R - La signature d'un acte important est de tradition, soit lors d'une visite de ce type, soit un peu avant. Il est nécessaire que des documents accompagnent le développement effectif de nos échanges dans différents domaines pour qu'une telle visite soit un succès. J'insiste d'ailleurs sur un point. Il est de l'intérêt stratégique de la France et du Vietnam de travailler ensemble. La France porte toute son attention sur la zone asiatique et pacifique et souhaite travailler de plus en plus avec les pays de l'Asie qui seront de grands pays du XXIème siècle. Il en va aussi de l'intérêt stratégique du Vietnam de travailler avec un pays de paix et de partager avec lui une vision multipolaire du monde. Si le Vietnam veut renforcer ses relations avec l'Europe, la France lui est importante. Elle est la 5ème puissance économique du monde et est membre permanent du Conseil de sécurité des Nations unies. D'ailleurs, je vais vous confirmer une information. Le premier groupe commercial de supermarché au Vietnam est un groupe français nommé Big C au Vietnam et Casino en France. Il emploie 8.000 personnes et représente le premier contributeur fiscal au Vietnam. Voyez que lorsque l'on parle de partenariat et notamment de contribution de la France au Vietnam, il est présent. Nous y croyons beaucoup.

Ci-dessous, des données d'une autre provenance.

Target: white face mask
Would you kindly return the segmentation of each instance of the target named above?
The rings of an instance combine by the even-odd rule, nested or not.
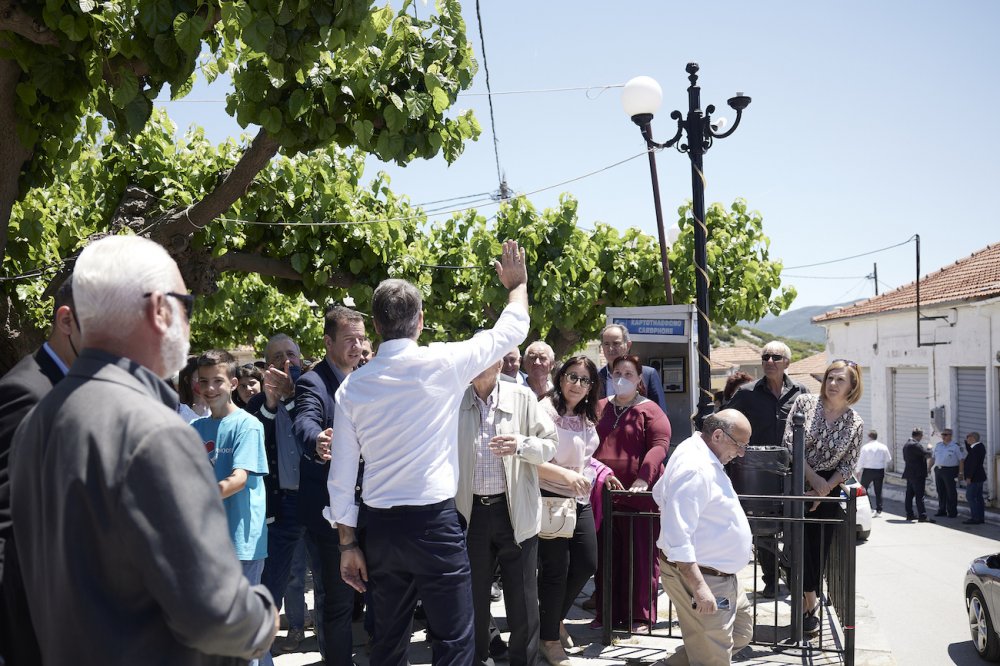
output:
[[[635,389],[638,386],[635,382],[630,382],[624,377],[615,377],[612,382],[612,386],[615,389],[615,395],[632,395],[635,393]]]

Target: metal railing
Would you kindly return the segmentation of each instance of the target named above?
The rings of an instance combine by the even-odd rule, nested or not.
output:
[[[773,524],[780,525],[780,531],[773,535],[755,534],[754,547],[757,552],[762,548],[776,549],[775,557],[775,580],[785,579],[789,587],[790,614],[787,620],[779,619],[783,602],[776,595],[774,599],[764,599],[760,595],[757,583],[760,579],[760,567],[758,561],[753,562],[753,590],[751,599],[753,618],[753,640],[751,645],[765,646],[775,651],[802,650],[808,652],[828,652],[838,653],[843,659],[845,666],[854,664],[854,621],[855,621],[855,545],[856,545],[856,525],[855,509],[856,497],[853,492],[847,492],[847,497],[813,497],[806,495],[798,496],[771,496],[771,495],[740,495],[743,501],[768,500],[780,502],[785,510],[784,515],[775,516],[748,516],[751,528],[755,526],[767,526],[765,532],[774,532]],[[659,533],[660,514],[655,511],[635,511],[631,509],[620,509],[616,507],[615,498],[622,497],[651,497],[651,493],[634,493],[627,490],[612,491],[604,489],[602,512],[604,519],[601,524],[601,548],[602,548],[602,571],[601,580],[601,615],[602,615],[602,642],[610,645],[615,635],[629,635],[632,627],[636,624],[634,610],[634,594],[636,590],[636,553],[635,534],[638,530],[645,530],[648,534],[650,544],[647,557],[647,568],[642,573],[645,574],[643,581],[648,581],[650,586],[649,598],[655,599],[657,596],[657,582],[653,577],[659,555],[656,548],[656,536]],[[808,510],[813,504],[840,505],[841,510],[836,511],[837,516],[833,518],[810,517]],[[796,514],[802,517],[795,517]],[[614,521],[619,521],[619,530],[627,535],[625,543],[615,543],[612,536]],[[625,522],[626,525],[621,525]],[[826,556],[823,549],[820,549],[820,571],[825,571],[825,582],[821,580],[820,590],[817,594],[821,600],[817,617],[820,620],[820,631],[814,637],[805,637],[802,634],[802,565],[793,563],[793,533],[798,529],[805,531],[806,526],[818,528],[820,540],[830,539],[829,555]],[[784,535],[784,536],[781,536]],[[770,546],[766,545],[770,542]],[[776,547],[781,543],[783,547]],[[617,555],[617,557],[616,557]],[[799,560],[801,561],[801,560]],[[748,563],[749,564],[749,563]],[[615,578],[620,576],[620,572],[626,572],[627,590],[616,589]],[[616,576],[615,573],[619,572]],[[794,575],[795,573],[798,575]],[[824,592],[825,591],[825,592]],[[626,595],[628,598],[628,613],[625,622],[616,627],[613,617],[613,603],[618,595]],[[663,620],[651,615],[650,621],[644,622],[648,633],[654,637],[679,638],[679,630],[675,632],[677,616],[674,613],[673,604],[669,598],[662,597],[668,601],[668,612],[666,626],[662,628]],[[772,606],[772,612],[760,612],[761,608]],[[655,604],[653,604],[655,608]],[[834,613],[829,612],[832,608]],[[619,620],[621,618],[618,618]],[[769,621],[770,620],[770,621]]]

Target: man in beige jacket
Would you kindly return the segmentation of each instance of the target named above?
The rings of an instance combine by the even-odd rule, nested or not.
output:
[[[480,373],[458,419],[458,494],[468,523],[478,666],[490,657],[490,583],[500,564],[512,666],[538,654],[537,553],[541,509],[536,465],[556,451],[556,429],[529,389],[498,381],[503,361]]]

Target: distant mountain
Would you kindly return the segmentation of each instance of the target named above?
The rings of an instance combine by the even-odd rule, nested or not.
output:
[[[853,301],[851,301],[853,303]],[[770,333],[771,335],[783,338],[793,338],[795,340],[808,340],[809,342],[825,342],[826,331],[822,326],[812,323],[812,318],[829,312],[839,305],[810,305],[804,308],[789,310],[777,317],[767,315],[756,324],[741,322],[744,325],[752,326],[758,330]]]

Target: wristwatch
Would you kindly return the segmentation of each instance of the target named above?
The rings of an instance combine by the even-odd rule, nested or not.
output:
[[[337,550],[339,550],[342,553],[346,553],[349,550],[354,550],[357,547],[358,547],[357,541],[352,541],[351,543],[337,544]]]

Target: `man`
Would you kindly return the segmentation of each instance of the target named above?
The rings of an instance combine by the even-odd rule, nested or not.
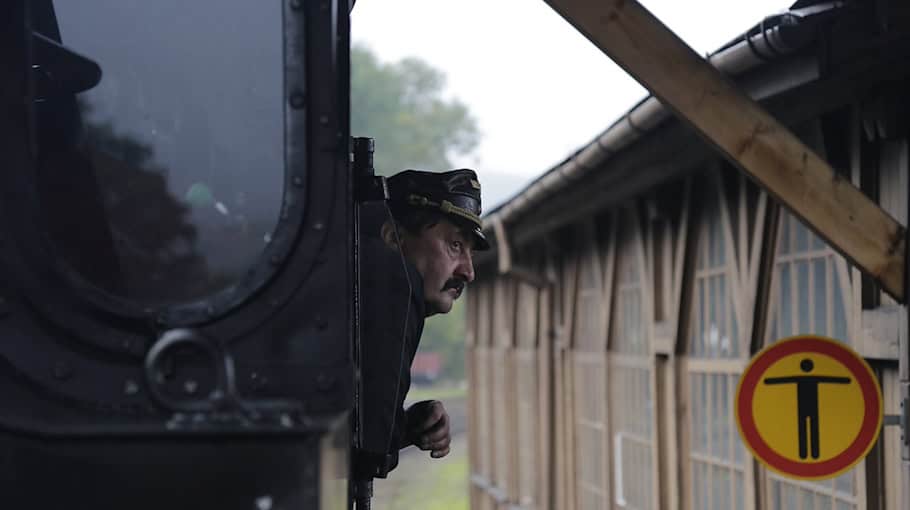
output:
[[[474,280],[473,253],[489,248],[473,170],[407,170],[387,181],[388,210],[362,214],[361,473],[384,477],[410,445],[449,453],[449,416],[439,401],[403,409],[424,319],[448,313]],[[383,457],[384,456],[384,457]]]

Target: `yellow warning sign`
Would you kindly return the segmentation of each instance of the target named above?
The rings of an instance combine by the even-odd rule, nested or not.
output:
[[[822,337],[781,340],[740,379],[736,421],[746,446],[770,469],[830,478],[859,462],[881,430],[881,389],[866,362]]]

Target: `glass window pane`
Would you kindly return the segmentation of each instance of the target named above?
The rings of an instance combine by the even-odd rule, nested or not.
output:
[[[794,222],[796,230],[796,252],[809,251],[809,229],[802,222]]]
[[[721,215],[717,214],[717,227],[716,227],[716,239],[717,239],[717,266],[723,266],[727,263],[727,246],[724,243],[724,234],[723,234],[723,224],[721,223]]]
[[[852,503],[848,503],[846,501],[837,502],[837,510],[853,510],[854,508],[856,508],[856,506]]]
[[[692,462],[692,508],[705,508],[700,463]]]
[[[829,257],[828,266],[831,267],[831,286],[834,290],[834,331],[829,334],[841,342],[850,343],[847,338],[847,307],[844,305],[844,295],[841,292],[840,282],[837,278],[837,271],[834,269],[833,256]]]
[[[712,492],[712,508],[728,510],[730,508],[730,472],[723,467],[714,467],[714,490]]]
[[[810,232],[809,237],[812,239],[811,249],[824,250],[826,248],[825,241],[823,241],[822,238],[817,236],[814,232]]]
[[[781,495],[780,482],[771,480],[771,508],[779,510],[783,508],[783,498]]]
[[[720,332],[720,355],[729,358],[733,351],[730,345],[730,331],[727,325],[728,303],[727,282],[724,275],[717,275],[717,329]]]
[[[815,510],[815,497],[809,491],[803,491],[803,506],[801,510]]]
[[[711,374],[711,413],[708,415],[708,423],[711,427],[710,429],[710,441],[711,441],[711,455],[713,457],[719,457],[721,452],[721,444],[723,443],[723,438],[721,437],[721,430],[718,427],[718,422],[720,421],[720,384],[718,380],[720,375]]]
[[[720,412],[716,417],[718,431],[717,442],[720,446],[718,451],[720,457],[726,460],[730,458],[730,417],[732,416],[730,414],[730,395],[727,385],[727,376],[718,375],[717,382],[720,383],[717,391],[720,399]]]
[[[720,335],[717,331],[717,280],[708,280],[708,357],[717,356]]]
[[[778,336],[780,337],[793,335],[793,299],[790,294],[790,288],[790,264],[783,263],[780,265],[780,308],[778,308],[780,313],[778,316],[778,319],[780,320],[780,331],[778,332]]]
[[[796,262],[796,289],[799,296],[798,303],[798,326],[796,333],[809,333],[812,324],[809,322],[809,262],[800,260]]]
[[[855,471],[850,470],[834,479],[834,490],[841,494],[853,495],[853,477]]]
[[[692,451],[700,452],[701,444],[699,444],[698,438],[698,429],[699,423],[701,420],[701,402],[698,400],[698,377],[699,374],[689,374],[689,413],[691,414],[692,427],[690,430],[691,441],[692,441]]]
[[[699,356],[705,355],[705,322],[706,322],[706,302],[707,291],[705,289],[705,279],[698,279],[698,338],[695,339],[696,352]]]
[[[817,494],[815,496],[815,508],[818,510],[831,510],[831,496]]]
[[[828,284],[827,271],[825,271],[825,260],[816,259],[812,261],[812,287],[815,306],[813,310],[812,332],[825,334],[828,332]]]
[[[784,484],[784,508],[787,510],[795,509],[797,501],[799,501],[799,498],[797,496],[796,487],[790,484]]]
[[[707,374],[701,376],[701,401],[704,405],[704,411],[702,412],[702,427],[701,427],[701,444],[702,451],[704,453],[710,453],[708,451],[708,434],[710,423],[711,423],[711,414],[710,414],[710,401],[708,400],[708,376]]]
[[[736,505],[736,510],[743,510],[746,508],[746,490],[745,490],[745,481],[742,472],[736,471],[734,475],[736,477],[736,485],[733,494],[733,502]]]
[[[281,3],[226,0],[217,16],[179,0],[54,7],[63,44],[102,69],[94,88],[40,103],[73,126],[40,144],[60,156],[41,158],[40,199],[64,257],[150,306],[239,282],[282,207]]]
[[[784,213],[780,215],[780,235],[777,241],[777,253],[786,255],[790,253],[790,215]]]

Q - Les États-Unis ont récemment fait état de leur préoccupation sur la situation des droits de l'Homme au Vietnam. Que pensez-vous de la situation des droits de l'Homme au Vietnam ?
R - La France est traditionnellement le pays des droits de l'Homme. Non seulement du fait de la Révolution française et la Déclaration des droits de l'Homme et du citoyen de 1789 mais aussi parce que nous essayons de respecter ces droits et d'appeler à leur respect partout dans le monde. Je pense que dans l'image que l'on a de la France, y compris vous-même, le respect du droit est un point important. Lorsqu'il y a des atteintes aux droits de l'Homme, nous les relevons. Ce sont des sujets dont je parle avec mes homologues. S'agissant de ce pays, il y a des évolutions. Je ne veux pas m'ériger en juge de ce qui doit être fait mais le ministère des affaires étrangères a exprimé sa préoccupation à l'égard d'un certain nombre de mesures prises, en particulier à l'égard des blogs. C'est une technologie qui va faire son chemin. Il est très difficile d'enrayer sa pratique. C'est un sujet qui fait l'objet de discussions au sein de la population et des instances gouvernementales. Bien sûr, nous suivons cela avec beaucoup d'attention.
Q - Le président de la République française compte-t-il se rendre au Vietnam ?
R - Oui, cette possibilité existe. La date n'est pas encore arrêtée mais le président de la République François Hollande viendra certainement au Vietnam parce que nous sommes attachés à nos relations avec cette partie du monde et en particulier avec le Vietnam. Le président Hollande est très intéressé par le développement de nos relations avec le Vietnam.
Je voudrais terminer en vous disant que je suis tout à fait optimiste quant au futur de ce pays. C'est un pays qui a des perspectives de développement considérables avec une population jeune, courageuse, positive et qui, je crois, est très amie de la France. Nous serons heureux de contribuer au développement de votre pays. C'est dans ce sens là que je suis venu ici.